Nous avons beaucoup travaillé avec Alain Morel sur les « espaces intermédiaires » et la façon dont on passe, symboliquement mais aussi physiquement, de l’espace privé, celui du logement, à des espaces publics, la rue, les squares et jardins publics. Toute transition progressive entre ces espaces, du privé au public, soulève un certain nombre de problèmes dont, bien sûr, la propreté, qui sont pris en charge avec plus ou moins de succès par les copropriétaires, par les locataires, par les bailleurs et par la puissance publique.
Il y a eu différentes stratégies que l’on peut évoquer pour traiter de la gestion de ces fameux « espaces intermédiaires ». Dans les années 80 et 90, des bailleurs ont tenté de fermer ou de restreindre l’accès à l’environnement immédiat des logements et des bâtiments, via des stratégies dites de « résidentialisation ». Celles-ci ont notamment conduit à contrôler l’accès à l’environnement immédiat du logement avec l’installation de grilles autour des espaces communs attenants et de digicodes. Cela visait à limiter les attroupements de jeunes dans les cages d’escalier qui laissaient des mégots et salissaient les entrées d’immeuble. Il s’agissait d’empêcher l’accès à des personnes étrangères aux résidences, en faisant l’hypothèse que c’était ces personnes qui salissaient les halls d’immeubles et non les occupants eux-mêmes.
Cela s’est avéré plutôt efficace, ça a eu des résultats positifs au regard des objectifs visés de maintien de la propreté et, jusqu’à un certain point, en matière de sécurité. Il y avait toutefois des divergences d’appréciation de la part des résidents eux-mêmes, dans la mesure où cela introduit un contrôle de l’accès à la résidence et à ses espaces communs.
Il y a eu d’autres manières de faire, reposant sur l’esthétisation de la ville, avec la réalisation de fresques murales. Celles-ci se sont largement développées dans de nombreuses villes. Au-delà de rendre la ville plus belle, il s’agissait de limiter la possibilité de tagger ou de produire d’autres inscriptions considérées comme indésirables et sales dans la ville. Les fresques ont l’avantage de protéger les murs des résidences des tentatives de tag puisque les taggeurs respectent assez largement les œuvres murales dès lors qu’elles ont un caractère artistique. En termes de propreté des murs, il y a eu un résultat tout à fait positif.

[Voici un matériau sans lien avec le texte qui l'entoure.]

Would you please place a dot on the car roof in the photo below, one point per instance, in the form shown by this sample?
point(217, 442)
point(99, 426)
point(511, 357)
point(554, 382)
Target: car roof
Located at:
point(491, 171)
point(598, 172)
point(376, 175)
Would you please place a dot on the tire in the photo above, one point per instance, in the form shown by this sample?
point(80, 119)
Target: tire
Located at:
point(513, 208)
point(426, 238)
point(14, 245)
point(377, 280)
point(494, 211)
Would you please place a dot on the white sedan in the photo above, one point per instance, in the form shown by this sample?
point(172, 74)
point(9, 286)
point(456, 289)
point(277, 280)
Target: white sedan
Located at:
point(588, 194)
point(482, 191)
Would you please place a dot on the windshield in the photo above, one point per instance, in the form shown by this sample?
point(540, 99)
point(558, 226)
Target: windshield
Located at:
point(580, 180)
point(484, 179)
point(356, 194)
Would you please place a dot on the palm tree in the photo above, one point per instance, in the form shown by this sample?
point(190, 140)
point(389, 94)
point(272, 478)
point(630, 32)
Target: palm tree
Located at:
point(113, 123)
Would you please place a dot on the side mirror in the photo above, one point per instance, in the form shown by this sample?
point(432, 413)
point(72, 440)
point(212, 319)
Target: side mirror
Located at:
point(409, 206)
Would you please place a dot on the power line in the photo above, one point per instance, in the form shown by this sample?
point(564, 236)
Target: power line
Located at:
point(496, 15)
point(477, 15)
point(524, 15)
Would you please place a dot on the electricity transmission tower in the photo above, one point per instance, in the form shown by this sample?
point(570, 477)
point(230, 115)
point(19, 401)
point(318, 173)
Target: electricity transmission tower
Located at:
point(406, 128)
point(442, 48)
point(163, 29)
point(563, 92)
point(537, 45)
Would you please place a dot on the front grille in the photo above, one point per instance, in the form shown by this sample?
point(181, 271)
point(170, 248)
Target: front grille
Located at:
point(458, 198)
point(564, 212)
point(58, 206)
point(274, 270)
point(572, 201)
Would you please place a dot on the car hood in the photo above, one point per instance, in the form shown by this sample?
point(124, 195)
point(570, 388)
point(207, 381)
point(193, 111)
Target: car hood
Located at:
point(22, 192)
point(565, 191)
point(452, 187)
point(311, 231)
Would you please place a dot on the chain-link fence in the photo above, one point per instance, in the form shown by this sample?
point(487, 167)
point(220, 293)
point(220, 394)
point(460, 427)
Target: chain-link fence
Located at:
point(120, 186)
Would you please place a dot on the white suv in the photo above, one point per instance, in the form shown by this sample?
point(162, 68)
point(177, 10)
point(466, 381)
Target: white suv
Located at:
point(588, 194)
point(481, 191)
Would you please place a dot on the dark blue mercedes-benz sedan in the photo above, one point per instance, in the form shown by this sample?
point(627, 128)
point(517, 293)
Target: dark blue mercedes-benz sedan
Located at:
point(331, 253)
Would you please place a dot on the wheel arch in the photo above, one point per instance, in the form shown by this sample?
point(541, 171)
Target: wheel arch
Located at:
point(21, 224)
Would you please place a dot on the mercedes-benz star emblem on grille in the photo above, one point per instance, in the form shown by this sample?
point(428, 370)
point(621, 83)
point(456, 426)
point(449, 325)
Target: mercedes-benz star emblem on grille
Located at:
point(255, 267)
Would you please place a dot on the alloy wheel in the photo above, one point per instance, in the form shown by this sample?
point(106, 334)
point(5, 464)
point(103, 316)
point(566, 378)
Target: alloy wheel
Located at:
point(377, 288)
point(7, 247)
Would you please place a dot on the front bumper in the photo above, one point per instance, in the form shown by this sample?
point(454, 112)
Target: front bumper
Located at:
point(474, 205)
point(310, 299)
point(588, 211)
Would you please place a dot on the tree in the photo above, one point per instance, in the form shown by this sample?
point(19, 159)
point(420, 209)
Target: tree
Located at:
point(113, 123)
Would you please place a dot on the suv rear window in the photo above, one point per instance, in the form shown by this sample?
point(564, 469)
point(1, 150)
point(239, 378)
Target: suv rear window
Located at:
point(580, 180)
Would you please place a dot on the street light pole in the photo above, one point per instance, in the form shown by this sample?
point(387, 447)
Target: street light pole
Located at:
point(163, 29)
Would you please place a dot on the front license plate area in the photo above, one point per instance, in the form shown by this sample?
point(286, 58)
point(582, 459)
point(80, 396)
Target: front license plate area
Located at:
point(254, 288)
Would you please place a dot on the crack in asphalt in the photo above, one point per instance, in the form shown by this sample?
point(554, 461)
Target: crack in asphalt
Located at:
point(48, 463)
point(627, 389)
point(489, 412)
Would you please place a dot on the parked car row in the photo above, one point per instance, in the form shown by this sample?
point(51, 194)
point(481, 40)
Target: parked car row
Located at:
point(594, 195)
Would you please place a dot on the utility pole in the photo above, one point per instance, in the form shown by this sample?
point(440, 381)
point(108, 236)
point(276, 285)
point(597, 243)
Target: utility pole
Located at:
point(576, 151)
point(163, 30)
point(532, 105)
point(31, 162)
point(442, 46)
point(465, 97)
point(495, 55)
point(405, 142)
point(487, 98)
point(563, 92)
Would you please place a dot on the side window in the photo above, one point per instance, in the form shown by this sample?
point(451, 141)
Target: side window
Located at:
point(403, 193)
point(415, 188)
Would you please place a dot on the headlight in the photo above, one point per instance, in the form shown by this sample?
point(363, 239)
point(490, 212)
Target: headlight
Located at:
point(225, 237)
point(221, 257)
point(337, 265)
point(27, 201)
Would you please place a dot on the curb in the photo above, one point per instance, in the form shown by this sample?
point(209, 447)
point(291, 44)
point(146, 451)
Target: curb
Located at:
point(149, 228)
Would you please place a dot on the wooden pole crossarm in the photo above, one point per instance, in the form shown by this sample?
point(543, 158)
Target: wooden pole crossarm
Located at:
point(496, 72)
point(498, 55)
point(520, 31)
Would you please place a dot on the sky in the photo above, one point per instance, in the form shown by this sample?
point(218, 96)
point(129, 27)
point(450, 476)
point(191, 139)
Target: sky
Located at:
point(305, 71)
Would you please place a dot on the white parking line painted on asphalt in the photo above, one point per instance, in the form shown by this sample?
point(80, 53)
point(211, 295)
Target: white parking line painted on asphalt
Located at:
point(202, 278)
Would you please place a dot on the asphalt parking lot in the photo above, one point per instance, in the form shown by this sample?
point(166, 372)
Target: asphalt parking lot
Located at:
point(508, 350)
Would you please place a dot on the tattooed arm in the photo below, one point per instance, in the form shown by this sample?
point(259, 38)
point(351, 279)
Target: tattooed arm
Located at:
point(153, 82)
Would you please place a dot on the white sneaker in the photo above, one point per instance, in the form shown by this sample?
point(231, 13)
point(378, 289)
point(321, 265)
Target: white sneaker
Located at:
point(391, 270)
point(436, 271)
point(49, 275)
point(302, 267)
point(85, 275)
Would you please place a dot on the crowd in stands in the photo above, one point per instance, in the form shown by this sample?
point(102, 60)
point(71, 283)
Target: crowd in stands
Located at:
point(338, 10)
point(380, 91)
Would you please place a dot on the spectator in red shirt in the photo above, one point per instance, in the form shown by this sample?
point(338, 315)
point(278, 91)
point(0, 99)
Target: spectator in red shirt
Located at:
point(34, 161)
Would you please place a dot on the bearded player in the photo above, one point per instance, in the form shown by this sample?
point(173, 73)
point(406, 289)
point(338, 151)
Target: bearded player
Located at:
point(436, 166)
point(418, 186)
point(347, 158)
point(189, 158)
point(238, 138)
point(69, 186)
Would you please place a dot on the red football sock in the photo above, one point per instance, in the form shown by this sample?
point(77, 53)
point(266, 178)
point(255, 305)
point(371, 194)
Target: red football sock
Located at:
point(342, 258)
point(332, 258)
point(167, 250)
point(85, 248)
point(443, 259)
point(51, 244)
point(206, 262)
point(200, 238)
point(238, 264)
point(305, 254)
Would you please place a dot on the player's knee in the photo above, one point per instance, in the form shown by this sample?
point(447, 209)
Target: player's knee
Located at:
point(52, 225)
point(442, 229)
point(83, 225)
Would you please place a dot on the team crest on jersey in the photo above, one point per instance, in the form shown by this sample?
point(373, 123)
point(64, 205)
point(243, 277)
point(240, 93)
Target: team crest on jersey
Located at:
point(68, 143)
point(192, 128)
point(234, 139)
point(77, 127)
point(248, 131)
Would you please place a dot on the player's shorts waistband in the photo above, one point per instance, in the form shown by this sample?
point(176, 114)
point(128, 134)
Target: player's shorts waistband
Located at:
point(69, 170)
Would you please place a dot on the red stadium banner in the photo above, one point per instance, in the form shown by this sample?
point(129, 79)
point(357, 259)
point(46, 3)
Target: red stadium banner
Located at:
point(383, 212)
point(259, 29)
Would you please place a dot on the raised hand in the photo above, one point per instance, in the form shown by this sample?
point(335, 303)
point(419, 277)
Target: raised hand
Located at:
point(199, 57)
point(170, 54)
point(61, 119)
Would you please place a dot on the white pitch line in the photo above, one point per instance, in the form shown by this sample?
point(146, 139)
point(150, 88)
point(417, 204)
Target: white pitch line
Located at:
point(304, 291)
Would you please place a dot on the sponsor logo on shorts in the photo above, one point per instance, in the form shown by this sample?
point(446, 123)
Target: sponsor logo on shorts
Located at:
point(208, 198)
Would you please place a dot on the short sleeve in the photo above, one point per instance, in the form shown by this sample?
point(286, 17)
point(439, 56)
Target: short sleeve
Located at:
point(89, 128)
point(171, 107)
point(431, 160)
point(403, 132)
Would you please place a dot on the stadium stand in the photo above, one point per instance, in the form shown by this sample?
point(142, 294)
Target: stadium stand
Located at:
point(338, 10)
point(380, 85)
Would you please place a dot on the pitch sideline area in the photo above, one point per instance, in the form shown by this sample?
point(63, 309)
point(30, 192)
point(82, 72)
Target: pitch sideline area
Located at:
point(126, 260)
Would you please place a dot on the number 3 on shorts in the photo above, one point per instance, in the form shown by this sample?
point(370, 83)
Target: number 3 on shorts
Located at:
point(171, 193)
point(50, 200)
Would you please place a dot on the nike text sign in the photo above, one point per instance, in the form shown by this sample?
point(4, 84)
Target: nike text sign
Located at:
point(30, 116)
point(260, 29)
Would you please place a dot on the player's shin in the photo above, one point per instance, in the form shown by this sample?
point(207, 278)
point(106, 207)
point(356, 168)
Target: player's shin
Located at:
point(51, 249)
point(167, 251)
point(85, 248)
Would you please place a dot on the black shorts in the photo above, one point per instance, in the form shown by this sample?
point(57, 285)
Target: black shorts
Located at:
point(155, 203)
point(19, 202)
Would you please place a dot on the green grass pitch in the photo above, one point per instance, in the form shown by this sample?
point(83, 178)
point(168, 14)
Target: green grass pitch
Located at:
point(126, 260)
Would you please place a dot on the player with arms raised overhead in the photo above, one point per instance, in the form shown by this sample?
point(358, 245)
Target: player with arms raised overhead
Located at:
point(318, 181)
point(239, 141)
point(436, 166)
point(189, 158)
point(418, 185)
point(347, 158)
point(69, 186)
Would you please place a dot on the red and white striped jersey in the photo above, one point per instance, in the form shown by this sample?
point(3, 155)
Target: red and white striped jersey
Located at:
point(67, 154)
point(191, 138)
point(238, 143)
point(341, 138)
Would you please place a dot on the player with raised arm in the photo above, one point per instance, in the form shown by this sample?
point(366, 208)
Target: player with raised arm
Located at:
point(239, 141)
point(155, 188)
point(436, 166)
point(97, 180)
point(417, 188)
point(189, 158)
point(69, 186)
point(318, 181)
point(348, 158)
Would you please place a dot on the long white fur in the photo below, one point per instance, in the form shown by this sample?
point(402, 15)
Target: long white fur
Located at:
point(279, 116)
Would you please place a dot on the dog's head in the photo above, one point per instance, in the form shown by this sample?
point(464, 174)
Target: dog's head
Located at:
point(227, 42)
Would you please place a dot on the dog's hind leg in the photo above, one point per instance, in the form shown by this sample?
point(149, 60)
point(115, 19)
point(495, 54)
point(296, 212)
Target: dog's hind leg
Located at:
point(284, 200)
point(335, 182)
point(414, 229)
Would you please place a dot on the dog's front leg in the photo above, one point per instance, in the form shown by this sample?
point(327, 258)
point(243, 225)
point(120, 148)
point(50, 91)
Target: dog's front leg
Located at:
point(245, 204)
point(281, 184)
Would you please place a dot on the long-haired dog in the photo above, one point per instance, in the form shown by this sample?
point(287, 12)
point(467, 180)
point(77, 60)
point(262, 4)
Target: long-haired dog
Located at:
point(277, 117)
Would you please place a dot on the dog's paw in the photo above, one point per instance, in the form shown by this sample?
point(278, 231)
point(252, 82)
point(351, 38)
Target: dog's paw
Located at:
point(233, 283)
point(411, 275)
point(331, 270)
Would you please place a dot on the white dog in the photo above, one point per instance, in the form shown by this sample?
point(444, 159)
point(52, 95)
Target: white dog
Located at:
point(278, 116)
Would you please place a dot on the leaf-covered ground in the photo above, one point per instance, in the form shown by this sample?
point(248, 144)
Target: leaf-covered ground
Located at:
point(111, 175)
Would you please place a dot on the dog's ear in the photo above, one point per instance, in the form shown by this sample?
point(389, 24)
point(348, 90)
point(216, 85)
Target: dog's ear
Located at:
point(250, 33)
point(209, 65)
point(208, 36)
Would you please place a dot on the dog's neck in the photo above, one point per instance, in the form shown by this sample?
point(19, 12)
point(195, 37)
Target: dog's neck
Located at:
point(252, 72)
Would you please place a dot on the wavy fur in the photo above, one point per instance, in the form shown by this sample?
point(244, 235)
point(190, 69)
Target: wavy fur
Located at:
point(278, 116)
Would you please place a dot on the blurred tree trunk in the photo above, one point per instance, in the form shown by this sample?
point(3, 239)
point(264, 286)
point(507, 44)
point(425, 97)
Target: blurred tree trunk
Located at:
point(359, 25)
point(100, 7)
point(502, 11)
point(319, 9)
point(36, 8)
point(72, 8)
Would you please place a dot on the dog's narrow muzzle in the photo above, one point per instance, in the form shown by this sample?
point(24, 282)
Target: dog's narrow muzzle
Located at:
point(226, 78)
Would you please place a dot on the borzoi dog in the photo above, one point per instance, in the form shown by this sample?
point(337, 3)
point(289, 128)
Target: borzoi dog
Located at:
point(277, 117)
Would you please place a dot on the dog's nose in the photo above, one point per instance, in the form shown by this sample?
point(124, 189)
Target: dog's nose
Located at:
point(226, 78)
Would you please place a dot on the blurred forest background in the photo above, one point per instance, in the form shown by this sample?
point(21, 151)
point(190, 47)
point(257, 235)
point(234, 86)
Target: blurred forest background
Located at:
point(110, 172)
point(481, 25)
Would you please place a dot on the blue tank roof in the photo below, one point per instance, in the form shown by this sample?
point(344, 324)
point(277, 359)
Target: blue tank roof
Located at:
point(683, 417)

L’autre aspect important de ce travail collectif dont « La société des voisins » rend compte, c’est l’idée qu’il existe des normes formalisées et parallèlement des normes sociales, plus ou moins collectives, plus ou moins partagées et plus ou moins implicites. Celles-ci sont souvent informelles, elles renvoient aux formes dominantes de la sociabilité locale, de l’habitat. Selon la nature de la résidence, les normes ne sont pas tout à fait les mêmes et ce qu’on appelle transgression et conformité ne revêt pas exactement les mêmes formes de pratiques et de comportements. La reconnaissance ou non de ces normes sociales, qu’elles soient explicites ou implicites, provoque des tensions entre les résidents. La question de la propreté tient alors une place relativement importante dans ces interactions.
Comme chacun sait, « l’enfer c’est les autres » : ceux qui salissent, ce sont bien évidemment les autres. La propreté est susceptible d’être un enjeu entre les autres et nous. Les autres se comportent mal et sont à l’origine des saletés et des dégradations. Ce type de constat est valable aussi bien dans l’environnement immédiat de la résidence que dans la rue. Ce « eux » et ce « nous » existent quel que soit l’environnement ; l’altérité est un enjeu essentiel à considérer dans l’appréhension des espaces urbains.